In new era, roar of crowd muted As hot ticket, famed race not up to old standards


INDIANAPOLIS -- The glory days are no more.

The Indianapolis 500 race week -- month? -- isn't what it used to be, but Indianapolis Motor Speedway president Tony George said the city fathers haven't been on his back.

"Obviously, a lack of loyal sponsorships has hurt the hospitality industry here," he said. "But I'm not sure how deep it permeates."

Motel rooms are available, he admitted. But, he then added, a lot more hotel rooms have been built.

"The restaurant industry is strong here, even outside the month of May," said George. "Business is brisk. When people talk about things not going well, it always seems to be only a few references that seem to be made over and over again."

Still, gaining entrance into the speedway in any day during May used to require great patience. Now, only qualifying day really presents a problem.

Carburetion day, the last day of practice before the 500, used to pack the place. But this year, you could drive within three blocks of the track's entrances before hitting a traffic backup.

Last year, Speedway, Ind., the town where the speedway is located, issued about 280 vending licenses for the race. Only 170 were issued this year.

Big-name sponsors are few and far between. Names like Conseco, Pennzoil and Crest are rare. Rachel's Potato Chips, Primadonna Resorts and Royal Purple Motor Oil are the more normal fare.

"As we develop more corporate support, there will be more bookings," George said. "It will take time. It wasn't by design for all those sponsors to leave -- and they're welcome to come back."

Ray of hope

Driver Greg Ray sits in the middle of the front row. Until XTC yesterday, he had no major sponsor. Now, the car wearing No. 97 will be co-sponsored by Texas Motor Speedway, TNN Motorsports, True Value and Best Access Systems.

"This is the way it's supposed to work," Ray said. "You show up. You perform and the sponsors come. When I started racing on the lower levels, there was never any support, never any money forthcoming. We've beat the trees for six years. It's a big relief to know, when you get to the top level, support can be found."

Ray then took a deep breath.

"Now," he said, "I'm starting to feel the pressure that I have to perform in the 500. If I do, the future could be bright."

On the cover

Baltimore free-lance artist Dennis Simon designed the cover of the official program for tomorrow's 500. Simon's designs are known for being "reminiscent of the great poster designs of the '20s and '30s," and the cover for tomorrow's race program reflects that reputation.

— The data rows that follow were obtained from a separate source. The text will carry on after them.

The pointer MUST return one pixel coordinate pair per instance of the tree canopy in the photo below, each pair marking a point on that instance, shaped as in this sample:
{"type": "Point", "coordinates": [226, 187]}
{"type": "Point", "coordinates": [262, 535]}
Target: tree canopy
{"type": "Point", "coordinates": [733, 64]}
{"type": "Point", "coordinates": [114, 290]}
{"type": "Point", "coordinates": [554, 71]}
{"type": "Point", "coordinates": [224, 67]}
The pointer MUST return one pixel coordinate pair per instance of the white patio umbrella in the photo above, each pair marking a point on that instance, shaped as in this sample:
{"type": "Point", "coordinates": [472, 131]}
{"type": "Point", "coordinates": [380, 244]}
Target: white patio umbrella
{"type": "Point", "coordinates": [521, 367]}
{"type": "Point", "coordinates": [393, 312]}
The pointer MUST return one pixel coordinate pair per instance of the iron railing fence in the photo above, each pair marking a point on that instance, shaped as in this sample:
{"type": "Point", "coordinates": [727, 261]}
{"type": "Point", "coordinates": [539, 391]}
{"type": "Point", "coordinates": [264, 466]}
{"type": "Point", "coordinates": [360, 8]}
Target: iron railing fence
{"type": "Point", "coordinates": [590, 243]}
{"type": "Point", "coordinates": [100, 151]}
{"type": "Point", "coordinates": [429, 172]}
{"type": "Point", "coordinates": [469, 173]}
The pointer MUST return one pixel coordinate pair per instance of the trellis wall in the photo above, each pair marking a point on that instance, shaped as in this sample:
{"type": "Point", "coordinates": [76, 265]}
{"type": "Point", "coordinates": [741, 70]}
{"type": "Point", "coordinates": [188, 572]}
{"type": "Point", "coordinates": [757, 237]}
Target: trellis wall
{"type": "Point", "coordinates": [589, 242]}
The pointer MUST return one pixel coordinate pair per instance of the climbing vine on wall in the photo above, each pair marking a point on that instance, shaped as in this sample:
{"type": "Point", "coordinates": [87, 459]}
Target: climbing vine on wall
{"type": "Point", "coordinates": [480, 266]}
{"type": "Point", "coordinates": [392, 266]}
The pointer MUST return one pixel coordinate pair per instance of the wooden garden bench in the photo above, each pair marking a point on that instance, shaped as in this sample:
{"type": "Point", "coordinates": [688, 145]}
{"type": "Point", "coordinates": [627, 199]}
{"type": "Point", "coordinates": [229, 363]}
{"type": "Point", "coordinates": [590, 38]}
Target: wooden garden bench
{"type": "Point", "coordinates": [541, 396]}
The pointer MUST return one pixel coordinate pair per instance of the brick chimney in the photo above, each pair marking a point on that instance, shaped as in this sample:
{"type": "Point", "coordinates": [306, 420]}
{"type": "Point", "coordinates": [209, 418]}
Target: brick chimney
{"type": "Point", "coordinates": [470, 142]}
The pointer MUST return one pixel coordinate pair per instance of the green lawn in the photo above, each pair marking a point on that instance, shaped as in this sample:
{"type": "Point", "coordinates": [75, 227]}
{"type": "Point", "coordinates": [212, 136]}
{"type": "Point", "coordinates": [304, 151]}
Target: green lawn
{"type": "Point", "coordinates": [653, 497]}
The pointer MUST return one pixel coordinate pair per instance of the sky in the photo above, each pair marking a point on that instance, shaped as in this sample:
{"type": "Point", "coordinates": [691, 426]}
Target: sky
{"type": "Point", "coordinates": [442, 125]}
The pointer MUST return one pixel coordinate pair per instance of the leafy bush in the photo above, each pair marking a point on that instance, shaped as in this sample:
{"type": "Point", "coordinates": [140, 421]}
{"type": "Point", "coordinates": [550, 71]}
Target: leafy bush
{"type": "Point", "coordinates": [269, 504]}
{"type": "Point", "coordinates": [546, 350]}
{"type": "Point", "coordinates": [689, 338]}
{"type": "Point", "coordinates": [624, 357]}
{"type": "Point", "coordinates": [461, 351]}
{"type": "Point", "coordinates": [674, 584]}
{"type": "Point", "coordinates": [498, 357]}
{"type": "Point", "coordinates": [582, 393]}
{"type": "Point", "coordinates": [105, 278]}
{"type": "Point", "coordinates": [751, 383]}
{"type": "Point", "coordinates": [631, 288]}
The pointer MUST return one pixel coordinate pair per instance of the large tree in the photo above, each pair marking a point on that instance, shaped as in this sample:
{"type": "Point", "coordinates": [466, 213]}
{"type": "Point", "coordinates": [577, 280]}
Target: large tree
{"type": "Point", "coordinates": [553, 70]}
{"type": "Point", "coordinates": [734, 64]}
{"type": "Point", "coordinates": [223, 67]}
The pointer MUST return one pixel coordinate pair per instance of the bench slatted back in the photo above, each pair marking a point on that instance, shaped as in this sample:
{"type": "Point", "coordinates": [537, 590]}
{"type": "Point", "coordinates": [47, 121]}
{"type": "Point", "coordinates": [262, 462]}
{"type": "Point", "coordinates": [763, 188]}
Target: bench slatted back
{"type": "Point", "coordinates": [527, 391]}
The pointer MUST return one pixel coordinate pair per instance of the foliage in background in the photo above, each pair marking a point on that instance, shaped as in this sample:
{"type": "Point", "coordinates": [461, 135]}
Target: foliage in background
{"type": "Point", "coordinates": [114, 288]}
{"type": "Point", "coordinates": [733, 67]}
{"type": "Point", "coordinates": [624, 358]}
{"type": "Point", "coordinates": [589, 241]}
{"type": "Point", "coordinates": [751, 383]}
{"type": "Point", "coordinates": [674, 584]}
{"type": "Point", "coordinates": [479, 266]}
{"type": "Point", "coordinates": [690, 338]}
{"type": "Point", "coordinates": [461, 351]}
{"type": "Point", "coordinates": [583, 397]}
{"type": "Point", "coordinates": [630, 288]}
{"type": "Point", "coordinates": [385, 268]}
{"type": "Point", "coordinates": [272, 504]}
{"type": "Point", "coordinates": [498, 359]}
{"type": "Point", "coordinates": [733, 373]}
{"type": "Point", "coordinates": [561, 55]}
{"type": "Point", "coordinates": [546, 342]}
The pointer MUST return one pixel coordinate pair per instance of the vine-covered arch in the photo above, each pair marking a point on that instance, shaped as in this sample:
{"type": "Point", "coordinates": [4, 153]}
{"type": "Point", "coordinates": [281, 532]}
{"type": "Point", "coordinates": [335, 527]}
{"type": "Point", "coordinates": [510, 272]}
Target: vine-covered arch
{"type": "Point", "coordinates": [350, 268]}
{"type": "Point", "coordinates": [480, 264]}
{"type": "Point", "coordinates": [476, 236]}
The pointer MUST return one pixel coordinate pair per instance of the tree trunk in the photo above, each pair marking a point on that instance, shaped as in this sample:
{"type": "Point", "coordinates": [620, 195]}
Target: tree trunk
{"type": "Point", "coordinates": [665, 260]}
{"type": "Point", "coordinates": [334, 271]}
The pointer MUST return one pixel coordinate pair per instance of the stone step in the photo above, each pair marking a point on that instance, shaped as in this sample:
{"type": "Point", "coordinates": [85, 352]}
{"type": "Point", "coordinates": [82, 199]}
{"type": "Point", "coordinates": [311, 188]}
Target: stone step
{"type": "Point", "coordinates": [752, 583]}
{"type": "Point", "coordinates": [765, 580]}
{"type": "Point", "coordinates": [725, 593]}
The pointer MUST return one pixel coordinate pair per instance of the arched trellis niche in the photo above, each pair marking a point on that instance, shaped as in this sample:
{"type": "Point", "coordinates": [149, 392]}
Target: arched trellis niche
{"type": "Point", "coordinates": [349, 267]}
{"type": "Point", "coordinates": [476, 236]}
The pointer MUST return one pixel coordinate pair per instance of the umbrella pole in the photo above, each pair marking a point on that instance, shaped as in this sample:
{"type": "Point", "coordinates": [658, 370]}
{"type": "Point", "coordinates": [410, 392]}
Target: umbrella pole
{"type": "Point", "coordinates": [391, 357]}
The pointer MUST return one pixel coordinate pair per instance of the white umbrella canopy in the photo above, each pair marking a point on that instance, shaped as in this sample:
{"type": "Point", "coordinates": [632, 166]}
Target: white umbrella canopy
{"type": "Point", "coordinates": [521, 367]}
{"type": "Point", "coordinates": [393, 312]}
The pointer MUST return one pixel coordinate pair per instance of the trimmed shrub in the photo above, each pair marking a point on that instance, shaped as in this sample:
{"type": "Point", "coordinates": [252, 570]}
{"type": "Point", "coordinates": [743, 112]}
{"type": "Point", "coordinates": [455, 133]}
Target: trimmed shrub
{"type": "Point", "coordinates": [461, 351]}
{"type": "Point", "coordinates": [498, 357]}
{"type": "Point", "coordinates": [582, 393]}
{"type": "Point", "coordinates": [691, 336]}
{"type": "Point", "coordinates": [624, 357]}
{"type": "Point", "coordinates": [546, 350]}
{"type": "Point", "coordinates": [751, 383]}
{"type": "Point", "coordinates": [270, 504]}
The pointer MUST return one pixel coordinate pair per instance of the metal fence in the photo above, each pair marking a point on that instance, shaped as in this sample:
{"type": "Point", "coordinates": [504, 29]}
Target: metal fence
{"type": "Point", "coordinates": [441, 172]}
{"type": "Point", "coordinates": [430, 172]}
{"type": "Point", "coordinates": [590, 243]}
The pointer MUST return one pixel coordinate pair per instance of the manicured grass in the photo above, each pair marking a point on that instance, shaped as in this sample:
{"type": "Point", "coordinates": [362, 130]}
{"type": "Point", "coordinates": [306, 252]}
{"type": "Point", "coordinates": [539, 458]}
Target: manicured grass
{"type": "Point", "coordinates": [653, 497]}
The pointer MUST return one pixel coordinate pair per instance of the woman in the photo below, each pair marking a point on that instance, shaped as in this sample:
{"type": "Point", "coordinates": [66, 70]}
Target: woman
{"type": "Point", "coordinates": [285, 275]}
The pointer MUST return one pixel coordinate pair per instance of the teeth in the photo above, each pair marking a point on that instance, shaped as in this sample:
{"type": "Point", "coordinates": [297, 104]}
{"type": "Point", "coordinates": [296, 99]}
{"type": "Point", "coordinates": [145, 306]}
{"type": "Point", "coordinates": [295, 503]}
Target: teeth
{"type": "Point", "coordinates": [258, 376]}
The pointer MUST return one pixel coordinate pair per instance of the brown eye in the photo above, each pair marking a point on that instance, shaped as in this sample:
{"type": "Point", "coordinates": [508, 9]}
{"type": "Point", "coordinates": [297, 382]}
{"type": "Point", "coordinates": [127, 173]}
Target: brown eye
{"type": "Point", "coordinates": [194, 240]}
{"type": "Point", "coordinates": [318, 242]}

The design involves the silver Borg Warner Trophy with a generic, yellow Indy Car superimposed over a brick-red background.

Chances are

Asked what his chances are in tomorrow's 500, Scott Goodyear said, straight-faced, "One in 33." Then he added, "How can you say more? Every time I've come close to winning, the only thing that has been the same has been the knowledge that you have to still be racing at the end. It's then that you find out what your chances are."

Safety advancement

Besides having installed 550 feet of padding along the inside of the Turn 4 wall, the Indy Racing League also has had a yellow light installed in each race car to correspond with the caution lights on the race track.

The yellow light will go on automatically when the caution comes out and go off when the green flag is waved.